Given an RGB image $i$ and depth image $d_{gth}$, We firstly generate sparse depth $d_s$ from $d_{gth}$. Stereo-Aware Augmentation aims to generate pseudo sparse depth with occlusion errors $\hat{d}$ to mimic process of stereo calibration. Subsequently, we feed $i$ and $\hat{d}$ into Confidence Estimation Module to estimate $d^{*}$ and corresponding uncertainty $\sigma$. Eventually, during inference, occlusion errors of sparse depth induced from dual-calibration will be removed by Confidence Estimation Module. Overall method shown in Fig.3. Note that our method do not request any dataset which provide raw depth map with occlusion errors.
Stereo-Aware Augmentation As shown in Fig.4, to generate pseudo sparse depth with occlusion errors $\hat{d}$, we warp depth image $d_{gth}$ with an 3D projection with proper extrinsic parameters. More specifically, 1) project ground truth depth to 3D, 2) rotation is performed around the x or y axis, it maps depth points from original position to specific position, then 2) project back to 2D and extract mask to get occlusion points, 3) shifting occlusion points and 4) obtaining masked original sparse depth points. Note that available intrinsic matrix and well-select extrinsic matrix are requested.

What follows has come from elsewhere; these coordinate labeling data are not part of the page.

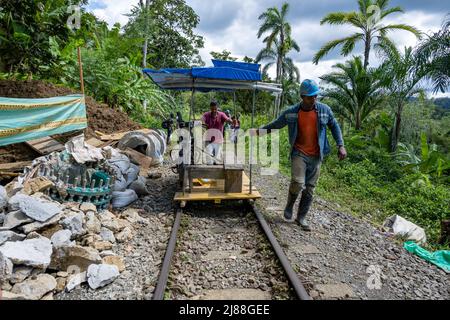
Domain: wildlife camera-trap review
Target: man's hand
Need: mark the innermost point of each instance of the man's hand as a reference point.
(342, 154)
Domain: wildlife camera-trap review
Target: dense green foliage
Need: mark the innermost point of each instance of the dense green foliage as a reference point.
(398, 140)
(371, 31)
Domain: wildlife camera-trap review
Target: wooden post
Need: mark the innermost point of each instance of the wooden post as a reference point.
(81, 70)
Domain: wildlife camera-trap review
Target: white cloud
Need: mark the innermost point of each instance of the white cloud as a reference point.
(113, 11)
(233, 25)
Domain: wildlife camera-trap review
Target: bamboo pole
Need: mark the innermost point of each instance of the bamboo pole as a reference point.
(81, 70)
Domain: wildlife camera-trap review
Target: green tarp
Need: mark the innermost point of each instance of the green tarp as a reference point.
(439, 258)
(28, 119)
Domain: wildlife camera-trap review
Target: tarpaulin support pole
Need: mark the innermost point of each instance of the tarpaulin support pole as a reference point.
(251, 142)
(81, 70)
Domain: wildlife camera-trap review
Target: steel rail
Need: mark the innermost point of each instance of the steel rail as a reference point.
(290, 273)
(164, 274)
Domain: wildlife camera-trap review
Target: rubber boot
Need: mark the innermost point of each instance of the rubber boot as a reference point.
(289, 210)
(303, 209)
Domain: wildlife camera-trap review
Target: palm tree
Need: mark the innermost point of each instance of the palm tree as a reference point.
(371, 30)
(402, 78)
(356, 91)
(279, 41)
(433, 55)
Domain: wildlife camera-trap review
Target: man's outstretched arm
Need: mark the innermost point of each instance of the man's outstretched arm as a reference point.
(337, 135)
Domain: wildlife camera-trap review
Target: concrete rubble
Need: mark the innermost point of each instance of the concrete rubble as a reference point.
(49, 246)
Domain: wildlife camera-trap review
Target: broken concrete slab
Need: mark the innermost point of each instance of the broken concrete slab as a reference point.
(107, 235)
(93, 225)
(20, 273)
(335, 291)
(74, 256)
(101, 275)
(125, 235)
(36, 226)
(38, 210)
(32, 252)
(38, 184)
(234, 294)
(9, 296)
(62, 238)
(115, 260)
(6, 267)
(15, 219)
(35, 288)
(10, 236)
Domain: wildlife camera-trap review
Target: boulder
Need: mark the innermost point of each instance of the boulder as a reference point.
(6, 268)
(74, 256)
(102, 245)
(62, 238)
(101, 275)
(3, 198)
(74, 222)
(93, 225)
(20, 274)
(87, 206)
(132, 216)
(116, 261)
(75, 280)
(9, 296)
(32, 252)
(107, 235)
(35, 288)
(14, 201)
(124, 236)
(60, 284)
(38, 209)
(10, 236)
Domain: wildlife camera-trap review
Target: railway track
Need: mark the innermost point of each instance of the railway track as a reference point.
(226, 247)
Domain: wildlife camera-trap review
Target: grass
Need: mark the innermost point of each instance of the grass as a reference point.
(371, 186)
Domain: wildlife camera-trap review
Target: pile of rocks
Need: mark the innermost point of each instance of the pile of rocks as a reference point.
(47, 247)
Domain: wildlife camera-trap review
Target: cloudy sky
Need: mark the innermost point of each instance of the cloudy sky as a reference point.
(233, 24)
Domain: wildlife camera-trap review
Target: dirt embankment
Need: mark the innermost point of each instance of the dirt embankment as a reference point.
(100, 116)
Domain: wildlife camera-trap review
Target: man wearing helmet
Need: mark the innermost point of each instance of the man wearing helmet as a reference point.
(307, 124)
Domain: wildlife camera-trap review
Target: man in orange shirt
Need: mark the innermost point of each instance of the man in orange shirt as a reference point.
(307, 124)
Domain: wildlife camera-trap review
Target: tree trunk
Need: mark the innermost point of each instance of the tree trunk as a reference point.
(367, 51)
(396, 129)
(445, 232)
(358, 120)
(145, 48)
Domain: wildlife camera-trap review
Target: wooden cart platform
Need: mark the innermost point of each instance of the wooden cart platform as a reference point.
(213, 190)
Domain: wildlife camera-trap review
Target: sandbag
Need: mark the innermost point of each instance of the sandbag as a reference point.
(132, 173)
(438, 258)
(153, 143)
(400, 226)
(139, 186)
(3, 198)
(123, 199)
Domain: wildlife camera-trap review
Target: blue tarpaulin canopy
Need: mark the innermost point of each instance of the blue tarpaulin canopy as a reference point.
(223, 76)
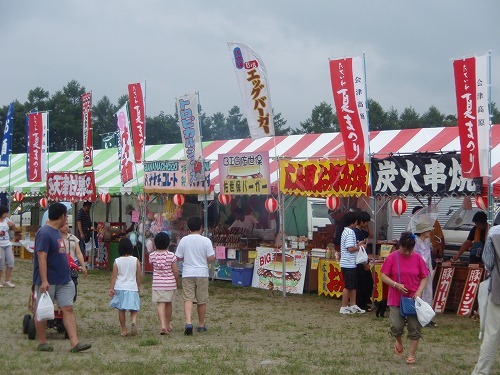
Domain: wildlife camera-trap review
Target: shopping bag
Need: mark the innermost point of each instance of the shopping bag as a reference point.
(407, 306)
(45, 308)
(425, 313)
(361, 256)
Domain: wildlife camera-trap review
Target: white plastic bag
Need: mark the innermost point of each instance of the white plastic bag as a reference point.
(425, 313)
(361, 256)
(45, 308)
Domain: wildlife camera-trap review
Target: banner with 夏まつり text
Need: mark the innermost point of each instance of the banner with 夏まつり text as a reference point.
(323, 178)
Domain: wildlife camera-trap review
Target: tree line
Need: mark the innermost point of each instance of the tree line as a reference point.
(65, 116)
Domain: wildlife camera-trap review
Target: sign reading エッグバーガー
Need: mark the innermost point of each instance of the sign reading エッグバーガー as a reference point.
(172, 177)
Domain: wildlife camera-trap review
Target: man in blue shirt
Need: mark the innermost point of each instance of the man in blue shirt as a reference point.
(51, 273)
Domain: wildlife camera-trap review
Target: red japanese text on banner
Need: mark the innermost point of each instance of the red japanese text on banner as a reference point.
(88, 148)
(348, 86)
(189, 123)
(471, 90)
(323, 178)
(125, 157)
(254, 88)
(137, 119)
(36, 165)
(71, 186)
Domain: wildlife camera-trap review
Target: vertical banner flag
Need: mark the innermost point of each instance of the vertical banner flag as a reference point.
(7, 137)
(88, 148)
(473, 117)
(254, 87)
(125, 157)
(137, 119)
(348, 86)
(36, 165)
(187, 107)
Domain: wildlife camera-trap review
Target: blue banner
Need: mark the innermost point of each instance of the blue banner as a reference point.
(7, 137)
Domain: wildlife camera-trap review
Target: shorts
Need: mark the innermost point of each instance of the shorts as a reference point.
(6, 256)
(64, 294)
(195, 289)
(350, 278)
(163, 295)
(398, 324)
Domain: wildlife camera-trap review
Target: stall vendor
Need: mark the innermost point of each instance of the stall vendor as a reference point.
(248, 222)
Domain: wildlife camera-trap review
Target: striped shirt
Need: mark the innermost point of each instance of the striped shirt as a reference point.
(347, 259)
(163, 277)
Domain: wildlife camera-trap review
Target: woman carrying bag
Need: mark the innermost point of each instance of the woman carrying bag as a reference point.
(406, 274)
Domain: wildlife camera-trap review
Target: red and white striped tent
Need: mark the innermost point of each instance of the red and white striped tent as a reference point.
(330, 146)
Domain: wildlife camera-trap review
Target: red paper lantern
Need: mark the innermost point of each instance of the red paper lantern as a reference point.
(224, 198)
(105, 197)
(482, 202)
(333, 202)
(179, 199)
(271, 204)
(44, 203)
(399, 206)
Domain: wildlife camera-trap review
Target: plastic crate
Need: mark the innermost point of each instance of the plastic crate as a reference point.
(242, 276)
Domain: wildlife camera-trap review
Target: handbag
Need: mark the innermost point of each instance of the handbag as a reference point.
(361, 256)
(406, 304)
(425, 313)
(45, 308)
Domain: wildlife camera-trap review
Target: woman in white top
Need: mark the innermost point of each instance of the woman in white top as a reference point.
(6, 254)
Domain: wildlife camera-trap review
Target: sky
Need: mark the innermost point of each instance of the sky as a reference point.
(179, 47)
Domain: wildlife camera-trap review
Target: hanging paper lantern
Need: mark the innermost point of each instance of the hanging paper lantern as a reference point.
(333, 202)
(399, 206)
(179, 199)
(224, 198)
(44, 203)
(271, 204)
(105, 197)
(482, 202)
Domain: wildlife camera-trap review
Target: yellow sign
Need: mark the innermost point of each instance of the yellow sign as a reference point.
(323, 178)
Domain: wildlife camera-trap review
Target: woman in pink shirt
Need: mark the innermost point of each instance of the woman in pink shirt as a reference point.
(406, 274)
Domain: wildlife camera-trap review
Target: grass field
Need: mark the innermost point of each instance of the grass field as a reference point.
(249, 332)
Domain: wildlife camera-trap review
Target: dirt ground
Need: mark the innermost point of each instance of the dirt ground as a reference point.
(249, 332)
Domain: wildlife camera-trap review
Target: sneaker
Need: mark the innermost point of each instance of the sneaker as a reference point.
(345, 310)
(356, 310)
(8, 284)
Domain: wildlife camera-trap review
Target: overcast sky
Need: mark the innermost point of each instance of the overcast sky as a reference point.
(180, 47)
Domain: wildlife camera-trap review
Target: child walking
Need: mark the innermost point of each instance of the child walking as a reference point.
(165, 280)
(124, 287)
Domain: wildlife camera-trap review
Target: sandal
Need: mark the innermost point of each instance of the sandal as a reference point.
(45, 347)
(80, 347)
(411, 360)
(397, 350)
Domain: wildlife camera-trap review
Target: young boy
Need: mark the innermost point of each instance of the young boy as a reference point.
(165, 280)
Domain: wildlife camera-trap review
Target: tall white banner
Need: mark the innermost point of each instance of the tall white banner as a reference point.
(189, 123)
(254, 88)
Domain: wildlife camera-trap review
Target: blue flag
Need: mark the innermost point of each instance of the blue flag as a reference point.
(7, 137)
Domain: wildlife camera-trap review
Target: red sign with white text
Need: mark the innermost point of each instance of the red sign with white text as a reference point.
(71, 186)
(137, 119)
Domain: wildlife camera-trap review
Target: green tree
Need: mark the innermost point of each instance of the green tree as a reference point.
(433, 118)
(409, 119)
(322, 120)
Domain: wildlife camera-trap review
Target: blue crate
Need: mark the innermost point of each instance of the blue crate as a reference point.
(242, 276)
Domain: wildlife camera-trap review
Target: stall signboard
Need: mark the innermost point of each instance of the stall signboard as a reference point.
(470, 291)
(268, 269)
(443, 289)
(170, 177)
(245, 173)
(323, 178)
(422, 174)
(71, 186)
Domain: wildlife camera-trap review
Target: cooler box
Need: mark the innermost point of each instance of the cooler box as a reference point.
(242, 276)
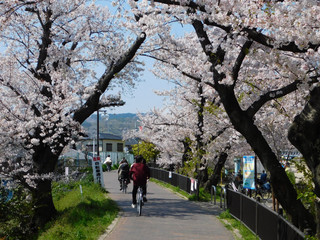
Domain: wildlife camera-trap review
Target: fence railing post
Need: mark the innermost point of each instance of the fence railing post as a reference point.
(213, 193)
(224, 198)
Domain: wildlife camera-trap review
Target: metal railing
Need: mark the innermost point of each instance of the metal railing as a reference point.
(262, 221)
(175, 179)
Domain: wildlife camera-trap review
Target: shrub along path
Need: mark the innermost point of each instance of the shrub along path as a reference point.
(164, 216)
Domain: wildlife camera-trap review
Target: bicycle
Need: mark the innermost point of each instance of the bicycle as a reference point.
(140, 202)
(124, 185)
(263, 192)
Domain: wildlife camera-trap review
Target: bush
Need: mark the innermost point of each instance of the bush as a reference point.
(15, 215)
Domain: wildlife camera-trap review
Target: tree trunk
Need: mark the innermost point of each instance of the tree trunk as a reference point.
(44, 209)
(304, 134)
(215, 177)
(283, 189)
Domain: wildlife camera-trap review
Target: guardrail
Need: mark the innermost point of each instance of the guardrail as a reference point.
(262, 221)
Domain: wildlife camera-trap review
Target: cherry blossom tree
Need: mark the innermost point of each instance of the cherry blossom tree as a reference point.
(253, 54)
(50, 82)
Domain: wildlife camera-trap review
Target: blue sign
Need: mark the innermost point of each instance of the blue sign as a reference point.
(248, 172)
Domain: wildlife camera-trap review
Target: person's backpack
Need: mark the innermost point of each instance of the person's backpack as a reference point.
(124, 170)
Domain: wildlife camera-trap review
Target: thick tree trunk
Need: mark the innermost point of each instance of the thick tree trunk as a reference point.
(44, 209)
(304, 134)
(215, 177)
(283, 189)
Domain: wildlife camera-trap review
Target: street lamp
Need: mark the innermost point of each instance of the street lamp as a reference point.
(98, 133)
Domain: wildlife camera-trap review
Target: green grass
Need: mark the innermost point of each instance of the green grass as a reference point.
(240, 231)
(81, 216)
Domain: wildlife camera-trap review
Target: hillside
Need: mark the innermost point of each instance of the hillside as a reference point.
(113, 123)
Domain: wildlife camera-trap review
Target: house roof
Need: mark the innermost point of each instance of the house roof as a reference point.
(132, 141)
(109, 136)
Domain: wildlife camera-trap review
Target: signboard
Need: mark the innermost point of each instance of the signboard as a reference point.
(97, 171)
(248, 172)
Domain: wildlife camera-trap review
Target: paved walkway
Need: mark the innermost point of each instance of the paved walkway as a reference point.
(164, 216)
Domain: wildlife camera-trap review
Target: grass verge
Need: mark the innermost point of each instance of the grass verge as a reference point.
(176, 190)
(83, 215)
(240, 231)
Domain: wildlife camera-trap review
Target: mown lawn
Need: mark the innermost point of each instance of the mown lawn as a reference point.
(83, 215)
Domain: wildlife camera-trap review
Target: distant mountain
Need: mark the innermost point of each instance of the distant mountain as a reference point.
(113, 123)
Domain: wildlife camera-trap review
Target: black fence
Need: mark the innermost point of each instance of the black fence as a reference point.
(264, 222)
(177, 180)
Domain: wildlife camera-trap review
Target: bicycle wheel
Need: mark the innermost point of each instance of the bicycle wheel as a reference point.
(139, 201)
(124, 186)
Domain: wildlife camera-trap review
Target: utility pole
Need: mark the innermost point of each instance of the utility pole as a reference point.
(98, 153)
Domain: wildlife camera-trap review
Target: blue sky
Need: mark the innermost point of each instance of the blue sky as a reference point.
(143, 99)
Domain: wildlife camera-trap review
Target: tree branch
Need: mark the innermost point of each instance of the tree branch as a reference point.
(92, 104)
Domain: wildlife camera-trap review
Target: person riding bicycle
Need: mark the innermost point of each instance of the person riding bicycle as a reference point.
(139, 173)
(108, 162)
(123, 172)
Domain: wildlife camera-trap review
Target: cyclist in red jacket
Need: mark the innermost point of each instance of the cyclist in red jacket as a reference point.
(139, 173)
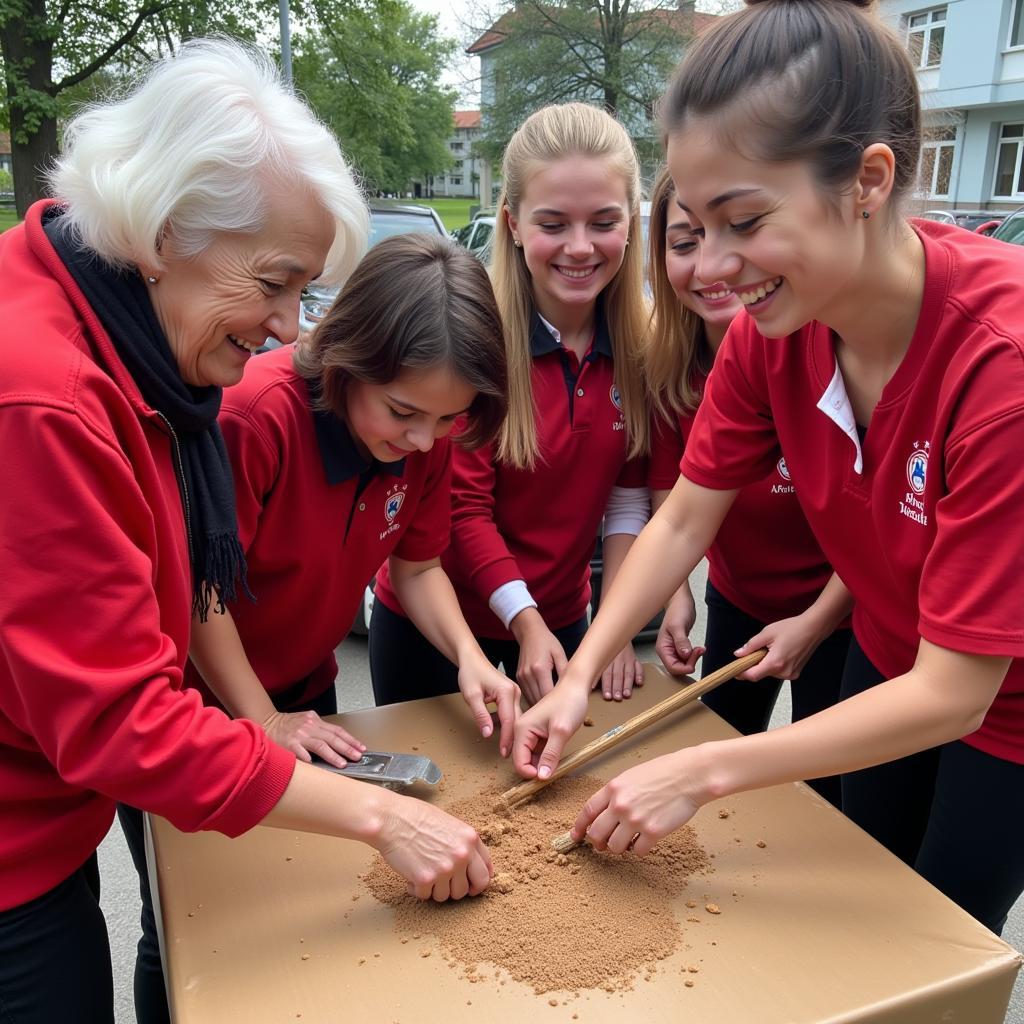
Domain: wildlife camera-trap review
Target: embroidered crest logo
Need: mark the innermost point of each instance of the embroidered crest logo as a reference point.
(916, 467)
(392, 505)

Confidence Estimation Module The goal of a confidence estimation module is to provide an estimate of the reliability or uncertainty of sparse depth associated with the input RGB image. In this article, we introduce an additional module into the existing depth completion network to estimate the confidence scores. This module can be trained using following loss functions that encourage retaining reliable sparse depth points. Inspired by [1], We model the confidence of pseudo sparse depth with occlusion errors $\hat{d}$ assuming a Gaussian distribution centred in the sparse depth $d^*$ with variance $\sigma^2$, the latter encoding the depth uncertainty. Then train the module with sparse depth $d_s$ to regress $\sigma$ by minimizing the negative log-likelihood of the distribution.
Depth Completion Model Confidence Estimation Module then be cascaded with the any depth completion model such as EMDC [2], to obtain improved sparse depth and achieve superior depth completion results.
As shown in Fig.5
The depth maps generated by sensors must often be coupled with an RGB camera to understand the framed scene semantically. Unfortunately, this process, coupled with the intrinsic issues affecting all the depth sensors, yields noise and gross outliers in the final output. We figure out that model suffers from occlusions error which caused by 1) applying spatial filter, 2) erroneous measurements and 3) stereo calibration. To tackle this, we propose the Stereo-Aware Augmentation, an effective supervised framework aimed at explicitly addressing this issue by learning to estimate the confidence of the sparse depth map and thus allowing for filtering out the outliers.
[1] Conti, Andrea, et al. Unsupervised confidence for LiDAR depth maps and applications. IEEE/RSJ International Conference on Intelligent Robots and Systems (IROS), 2022.
[2] Dewang Hou, et al. Learning an Efficient Multimodal Depth Completion Model. ECCV Workshop, 2022.
[3] Andreas Geiger, et al. Vision meets Robotics: The KITTI Dataset. International Journal of Robotics Research (IJRR), 2013.